Ben de duyarsızlık eşiğini 30 yıl tutsaklıktan sonra dışarı çıktığımda daha iyi anladım. Belki dehşete düşmedim ama derin bir hüzün duydum. Sıradanlaşan kötülük ve basitleşen umarsızlık vicdanların önemli bir kısmını köreltmiş. İçerideki; bir hayal, hatıra bir hayat artığına dönüşmüş neredeyse.
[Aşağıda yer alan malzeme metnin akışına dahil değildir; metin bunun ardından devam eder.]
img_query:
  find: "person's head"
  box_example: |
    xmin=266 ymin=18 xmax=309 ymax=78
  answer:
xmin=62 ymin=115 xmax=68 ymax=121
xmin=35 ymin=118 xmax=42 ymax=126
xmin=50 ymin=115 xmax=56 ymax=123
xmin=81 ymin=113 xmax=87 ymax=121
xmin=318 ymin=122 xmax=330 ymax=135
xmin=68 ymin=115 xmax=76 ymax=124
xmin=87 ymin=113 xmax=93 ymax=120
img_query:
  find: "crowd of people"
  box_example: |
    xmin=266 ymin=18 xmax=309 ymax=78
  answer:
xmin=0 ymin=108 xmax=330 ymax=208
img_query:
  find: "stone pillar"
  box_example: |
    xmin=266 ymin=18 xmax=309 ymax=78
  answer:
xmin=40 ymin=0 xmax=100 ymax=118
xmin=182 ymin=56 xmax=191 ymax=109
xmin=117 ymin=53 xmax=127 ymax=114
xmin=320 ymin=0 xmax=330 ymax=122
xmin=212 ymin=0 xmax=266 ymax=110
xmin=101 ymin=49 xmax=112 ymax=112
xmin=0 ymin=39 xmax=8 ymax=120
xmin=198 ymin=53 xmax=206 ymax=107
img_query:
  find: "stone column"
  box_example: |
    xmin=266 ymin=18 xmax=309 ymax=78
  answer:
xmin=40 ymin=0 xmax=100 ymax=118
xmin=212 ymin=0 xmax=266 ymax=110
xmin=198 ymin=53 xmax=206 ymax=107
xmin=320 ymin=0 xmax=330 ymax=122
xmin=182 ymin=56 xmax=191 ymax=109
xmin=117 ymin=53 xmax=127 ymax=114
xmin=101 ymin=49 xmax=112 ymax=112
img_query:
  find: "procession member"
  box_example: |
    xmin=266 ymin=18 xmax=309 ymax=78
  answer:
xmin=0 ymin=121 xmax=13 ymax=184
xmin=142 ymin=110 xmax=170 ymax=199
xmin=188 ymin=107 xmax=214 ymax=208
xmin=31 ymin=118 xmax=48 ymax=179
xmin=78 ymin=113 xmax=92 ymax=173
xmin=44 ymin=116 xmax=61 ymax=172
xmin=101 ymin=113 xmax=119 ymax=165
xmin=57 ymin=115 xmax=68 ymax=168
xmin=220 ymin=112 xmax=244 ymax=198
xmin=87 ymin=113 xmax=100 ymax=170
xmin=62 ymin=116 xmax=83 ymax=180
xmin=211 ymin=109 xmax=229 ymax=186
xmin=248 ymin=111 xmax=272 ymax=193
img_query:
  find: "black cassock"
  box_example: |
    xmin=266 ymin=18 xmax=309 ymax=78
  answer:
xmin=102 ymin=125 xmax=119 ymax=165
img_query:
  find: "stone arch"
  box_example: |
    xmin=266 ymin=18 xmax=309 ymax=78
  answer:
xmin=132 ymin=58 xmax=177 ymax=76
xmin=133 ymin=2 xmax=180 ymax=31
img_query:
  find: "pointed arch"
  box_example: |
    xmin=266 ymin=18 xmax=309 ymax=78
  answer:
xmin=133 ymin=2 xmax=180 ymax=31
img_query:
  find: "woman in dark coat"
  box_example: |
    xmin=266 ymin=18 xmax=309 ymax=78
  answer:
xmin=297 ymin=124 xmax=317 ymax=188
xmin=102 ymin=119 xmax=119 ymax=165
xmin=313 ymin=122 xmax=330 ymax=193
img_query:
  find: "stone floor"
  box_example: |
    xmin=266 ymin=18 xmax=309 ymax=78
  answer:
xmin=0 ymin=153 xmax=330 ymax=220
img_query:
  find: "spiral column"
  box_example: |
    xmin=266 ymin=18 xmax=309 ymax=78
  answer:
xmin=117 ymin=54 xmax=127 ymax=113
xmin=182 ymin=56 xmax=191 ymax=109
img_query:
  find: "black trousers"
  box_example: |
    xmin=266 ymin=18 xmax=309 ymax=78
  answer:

Adil Okay da bu oyunuyla -içerinin fotoğrafını göstermenin yanı sıra- bu umarsızlığa dikkat çekiyor, uyarıyor, eleştiriyor, sarsıyor.
İçerideydim, şimdi dışarıdayım. Ve içeride unutulmak ile dışarıda hatırlanmanın eşdeğer olduğunu görüyorum. Ama ne olursa olsun özgürce nefes almak ve uzaklara bakabilmek muhteşem bir duygu. Yarı mezarlık dediğimiz zindandan çıkıp bu mücizeye dahil olmak, herşeye rağmen güzel.
Brecht’in Epik tiyatrosunu çağrıştıran, seyiriciyi / okuyucuyu da oyunun içine alan, sarsan, rahatsız eden bu eser unutmaya, unutturmaya karşı bir duruş, bir çağrı aynı zamanda.
Böylesine anlamlı ve değerli bir eserle hafızalara ve hatıralara çağrı yapan sevgili hocam Adil Okay’ı kutluyorum.
Her tutsağın bir gün uzaklara bakabilmesi dileğiyle…
Sonsöz de Adil Okay’dan olsun
“Şimdi sıra sizde. Oyunda konuşan, bağıran çağıran, ağlayan, gülen, slogan atan, türkü söyleyen, şiir okuyan tutsakların sesine kulak verin. Aramızdalar ve sizi demir parmaklıkların, dikenli tellerin, beton duvarların ve sansürün örtmeye çalıştığı gerçekle yüzleşmeye çağırıyorlar.”
Seyit Oktay
Not: Sizleri 30 Kasım’da Mersin’de sahneye konulacak bu oyunu izlemeye davet ediyorum.
Künye: Adil Okay, Uzaklara Bakamak, Oyun Tek Perde, Klaros yayınevi, Ankara, 2024.